A) Representative iPALM Z projection of LFA-1 in a migrating T cell (left panel), zoomed region in xy and xz side view (middle panel), and arbitrarily coloured clusters identified in a 2000 x 2000 nm region by Bayesian cluster analysis (right panel). The radius of clusters (b) and the molecules per cluster (c) were extracted from the cluster maps for stationary cells (0 ICAM-1) and migrating cells (2 μg/ml ICAM-1) (left hand plots), Cytochalasin D and MnCl₂ treated (middle plots) and CXCL12 and PTPN22 -/- cells (right plots). Orange box in figure b denotes larger clusters higher above the membrane in slow cells, which are not present in untreated migrating cells. N = 3 mice, 20 cells and 200 ROIs per condition.
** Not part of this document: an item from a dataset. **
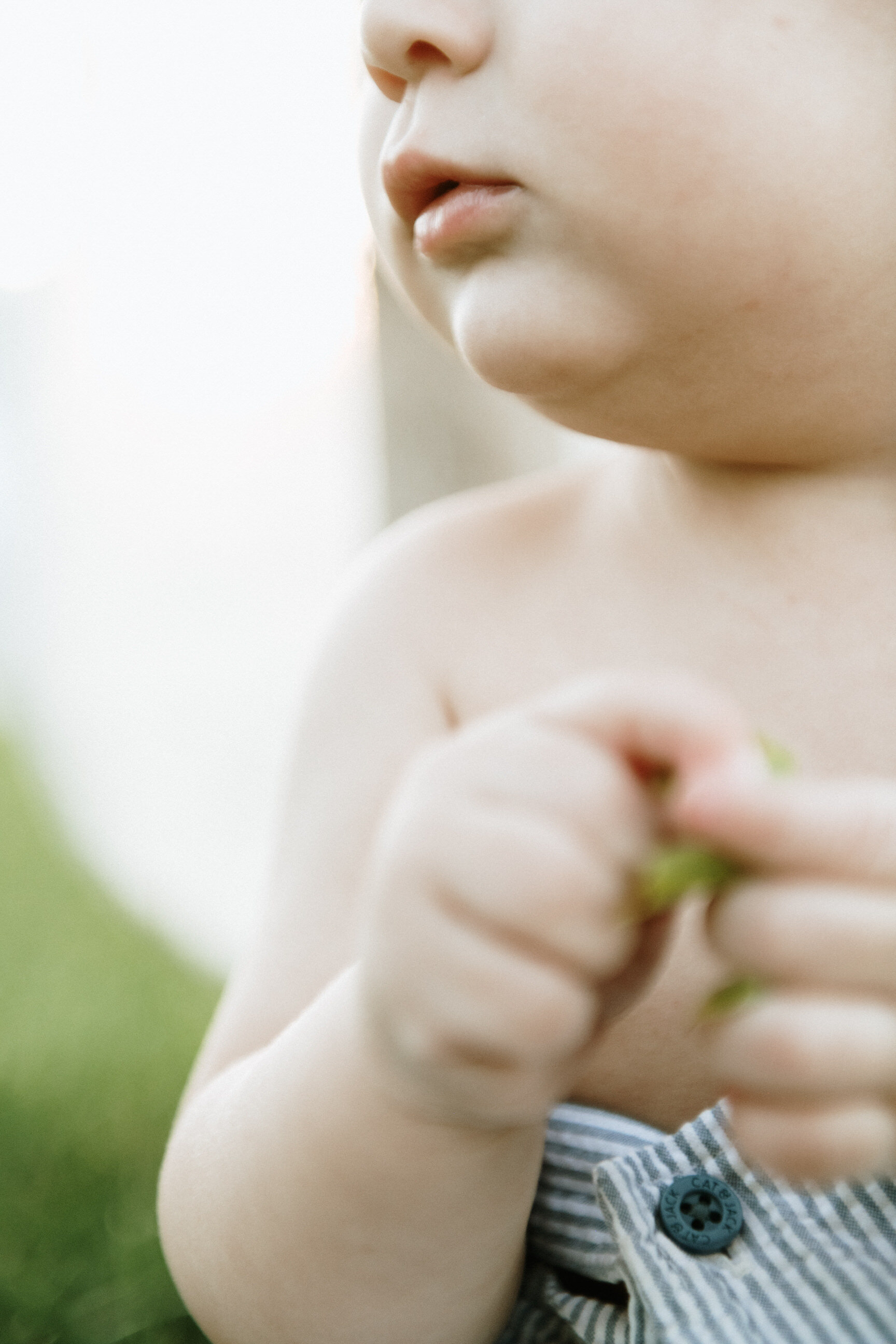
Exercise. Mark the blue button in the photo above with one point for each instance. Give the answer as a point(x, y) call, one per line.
point(701, 1214)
Kruskal Wallis testing was used to compare pooled data from z heights 0 to 210 nm versus 240 to 420 nm.

Figure 4. Intracellular 3D pY397 FAK nanoclusters are of similar size and density in migrating and stationary cells, while deleting PTPN22 increases membrane distal pools of pY397 FAK.
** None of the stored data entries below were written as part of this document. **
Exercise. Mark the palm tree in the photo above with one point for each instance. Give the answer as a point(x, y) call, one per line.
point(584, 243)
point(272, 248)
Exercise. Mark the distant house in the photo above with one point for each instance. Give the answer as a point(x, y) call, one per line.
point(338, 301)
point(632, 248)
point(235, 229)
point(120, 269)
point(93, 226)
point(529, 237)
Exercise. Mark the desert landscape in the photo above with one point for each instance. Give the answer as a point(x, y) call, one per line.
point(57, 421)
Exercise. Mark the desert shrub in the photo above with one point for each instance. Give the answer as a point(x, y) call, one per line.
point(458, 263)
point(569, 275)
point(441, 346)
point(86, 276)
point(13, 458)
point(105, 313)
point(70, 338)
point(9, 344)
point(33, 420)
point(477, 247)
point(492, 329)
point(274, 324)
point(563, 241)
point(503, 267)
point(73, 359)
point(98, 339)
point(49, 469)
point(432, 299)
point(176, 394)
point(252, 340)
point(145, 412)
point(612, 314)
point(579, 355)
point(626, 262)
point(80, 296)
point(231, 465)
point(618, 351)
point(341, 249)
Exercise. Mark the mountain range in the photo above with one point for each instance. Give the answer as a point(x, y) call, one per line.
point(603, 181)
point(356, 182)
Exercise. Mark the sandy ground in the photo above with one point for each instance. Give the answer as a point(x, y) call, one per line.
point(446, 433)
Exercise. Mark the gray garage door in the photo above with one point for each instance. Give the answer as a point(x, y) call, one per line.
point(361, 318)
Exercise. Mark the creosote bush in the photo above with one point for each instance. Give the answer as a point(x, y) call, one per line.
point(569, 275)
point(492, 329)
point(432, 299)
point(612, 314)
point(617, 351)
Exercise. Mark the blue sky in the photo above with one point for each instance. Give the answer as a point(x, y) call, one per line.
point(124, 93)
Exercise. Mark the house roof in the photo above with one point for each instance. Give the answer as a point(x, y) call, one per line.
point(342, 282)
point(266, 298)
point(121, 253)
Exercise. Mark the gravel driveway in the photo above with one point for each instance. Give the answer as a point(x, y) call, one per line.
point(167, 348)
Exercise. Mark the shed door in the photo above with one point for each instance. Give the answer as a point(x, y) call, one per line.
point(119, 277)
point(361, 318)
a) An example pseudocoloured cluster map (left) is shown alongside a zoomed image where clusters can be visualized at different height scales from 0 to 470 nm (middle panel with z colour bar). b) Shows an example cluster map with defined 3D clusters. For the radius of clusters (c) and the number of molecules per cluster (d), the leftmost plots show stationary PTPN22 +/+ or PTPN22 -/- cells (0 ICAM-1), the middle plots show the leading edge of migrating PTPN22 +/+ PTPN22 -/- cells (2 μg/ml ICAM-1) and the right hand plots show the focal zone of migrating PTPN22 +/+ PTPN22 -/- cells (2 μg/ml ICAM-1). N = 3 mice, 20 cells and 200 ROIs per condition. Error bars denote standard error of the mean. Orange boxes denote the population of clusters present in PTPN22 deficient cells and not in proficient cells. Blue boxes denote a reduction in the density of clusters in the FZ compared to the LE, close to the membrane. Kruskal Wallis testing was used to compare pooled data from z heights 0 to 210 nm versus 240 to 420 nm.

Figure 5. Cluster size and number of molecules per cluster increase in faster moving PTPN22 -/- cells in the case of LFA-1, pY397 FAK and pY416 Src, which are more colocalized.

Individual cells were sequentially stained and imaged by madSTORM: LFA-1. pY397 FAK and pY416 Src in the same cell are shown (a). LFA-1 clusters are larger (b) and denser (c) in faster moving PTPN22 -/- cells. pY397FAK and pY416 Src clusters are also larger and denser in PTPN22 -/- cells. The size of pY397 FAK and pY416 Src clusters in PTPN22 -/- are more strongly regionally discriminated: a) clusters in the leading edge are larger than those in the focal zone, though the molecular content stays the same. Pearson’s correlation coefficient for cluster colocalization: d) LFA-1 colocalized with pY397 FAK more in PTPN22 -/- cells, and pY397 FAK colocalized more with pY416 Src in PTPN22 -/- cells (e). LFA-1 and pY416 Src displayed similar levels of colocalization in PTPN22 +/+ and PTPN22 -/- cells (f). N = 21 PTPN22 +/+ cells and 13 PTPN22 -/- cells. *p < 0.05, **p < 0.01, ***p < 0.001, ****p < 0.0001. Boxplots in b and c denote the minimum and maximum values, the median and the IQR. Error bars in d, e and f denote standard error of the mean. Kruskal Wallis and Dunn’s post hoc testing was used to compare the clustering of each molecule, in each zone, in PTPN22 sufficient and deficient T cells.

Figure 6. Schematic diagram of integrin nanoclustering in migrating T cells.

There is greater clustering of surface adhesion molecules at the front of migrating cells which become larger and more co-localised when those cells migrate rapidly. In contrast, a pool of large adhesion molecule clusters exists intracellularly above the focal zone, which become larger for slow moving cells.